O segurança Fernado Farhat, que estava dentro de uma Tabacaria na madrugada de domingo (5) e recebeu um tiro no tórax se recupera bem dos ferimentos. Isto de acordo com boletim médico do hospital Auxiliadora, divulgado na manhã desta quarta-feira (8).
A nota diz que o paciente de 32 anos, deu entrada no dia 5 e agosto às 3 horas e 30, vítima por arma de fogo, na região de tórax. Foi atendido, medicado realizou exames e cirurgia.
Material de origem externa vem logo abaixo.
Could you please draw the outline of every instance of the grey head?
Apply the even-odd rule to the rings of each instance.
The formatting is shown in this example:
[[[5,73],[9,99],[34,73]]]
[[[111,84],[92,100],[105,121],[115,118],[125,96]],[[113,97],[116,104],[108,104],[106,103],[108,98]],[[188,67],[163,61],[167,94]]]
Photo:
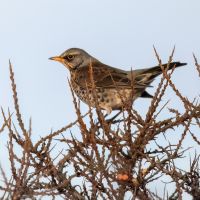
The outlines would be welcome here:
[[[86,51],[79,48],[70,48],[60,56],[51,57],[50,59],[61,62],[70,71],[89,65],[90,62],[97,61],[97,59],[92,57]]]

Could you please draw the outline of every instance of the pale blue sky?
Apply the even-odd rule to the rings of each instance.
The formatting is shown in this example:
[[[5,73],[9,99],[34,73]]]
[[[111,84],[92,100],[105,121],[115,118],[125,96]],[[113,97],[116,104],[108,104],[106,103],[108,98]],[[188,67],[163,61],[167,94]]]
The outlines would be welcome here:
[[[174,60],[188,66],[178,69],[173,81],[193,99],[200,93],[192,57],[194,52],[200,61],[199,9],[199,0],[0,0],[0,105],[13,111],[11,59],[23,119],[28,122],[32,117],[34,138],[73,121],[69,73],[48,60],[71,47],[128,70],[157,64],[153,45],[167,62],[176,45]],[[173,97],[167,90],[164,101],[171,99],[170,105],[178,108]],[[149,102],[135,103],[141,115]]]

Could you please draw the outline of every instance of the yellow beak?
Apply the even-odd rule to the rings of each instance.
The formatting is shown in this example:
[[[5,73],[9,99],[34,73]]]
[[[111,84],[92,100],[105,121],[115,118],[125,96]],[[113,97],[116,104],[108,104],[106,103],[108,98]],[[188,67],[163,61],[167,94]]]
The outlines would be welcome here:
[[[60,56],[54,56],[54,57],[51,57],[49,58],[50,60],[55,60],[55,61],[58,61],[58,62],[61,62],[61,63],[64,63],[64,58],[60,57]]]

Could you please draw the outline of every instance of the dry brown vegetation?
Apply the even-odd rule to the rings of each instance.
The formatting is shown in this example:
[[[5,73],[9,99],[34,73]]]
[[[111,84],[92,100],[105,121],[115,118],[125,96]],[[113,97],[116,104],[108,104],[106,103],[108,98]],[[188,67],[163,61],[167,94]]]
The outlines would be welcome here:
[[[157,52],[156,56],[162,68]],[[172,57],[173,53],[169,63]],[[200,76],[200,65],[194,59]],[[174,70],[162,70],[146,117],[124,105],[122,114],[106,120],[97,102],[95,110],[89,107],[89,112],[82,115],[72,91],[77,120],[33,142],[31,120],[26,129],[10,64],[15,113],[2,109],[0,133],[9,134],[5,145],[11,176],[8,169],[0,168],[1,199],[172,200],[184,199],[185,193],[200,199],[199,154],[197,151],[189,157],[190,146],[183,145],[187,136],[200,145],[200,104],[197,98],[191,101],[180,93],[171,80]],[[168,87],[182,108],[170,108],[169,116],[159,120],[167,109],[167,104],[161,109],[159,105]],[[15,116],[17,124],[13,123]],[[72,129],[74,126],[76,129]],[[173,134],[179,137],[177,143]],[[159,145],[159,136],[165,137],[166,145]],[[55,144],[62,150],[58,152]],[[183,168],[178,165],[182,159],[186,165]],[[166,180],[163,192],[153,190],[162,180]],[[173,192],[167,190],[168,184],[173,184]]]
O paciente está internado na UTI (Unidade de Terapia Intensiva) em observação médica, consciente e orientado e se recupera bem.
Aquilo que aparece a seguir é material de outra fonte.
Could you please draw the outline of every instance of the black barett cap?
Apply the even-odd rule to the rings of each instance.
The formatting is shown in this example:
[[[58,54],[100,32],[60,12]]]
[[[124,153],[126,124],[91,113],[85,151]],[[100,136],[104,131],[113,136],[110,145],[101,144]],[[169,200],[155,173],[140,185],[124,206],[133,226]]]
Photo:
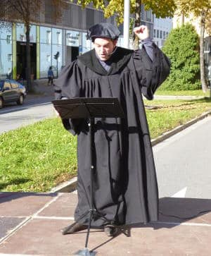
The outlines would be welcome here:
[[[87,38],[92,41],[96,37],[110,38],[114,40],[117,39],[120,35],[120,30],[111,23],[98,23],[89,28]]]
Além do segurança, o músico Jorge Edson, mais conhecido como Pele Negra, também foi atingido pelos disparos. O cantor não resistiu ao ferimento e morreu. Gilberto dos Santos, funcionário da Tabacaria foi atingido no punho. Ele foi atendido, medicado e liberado no mesmo dia.
O crime
Após uma briga dentro da Tabacaria, um homem identificado pela Policia como Márcio Pereira Viana, mais conhecido por Marcinho, -24 anos-, foi retirado por seguranças do local. Tempos depois, por volta das 3 horas e 30, Marcinho voltou ao local, que já estava com os portões fechados, e insistia para entrar. Os seguranças impediram a entrada.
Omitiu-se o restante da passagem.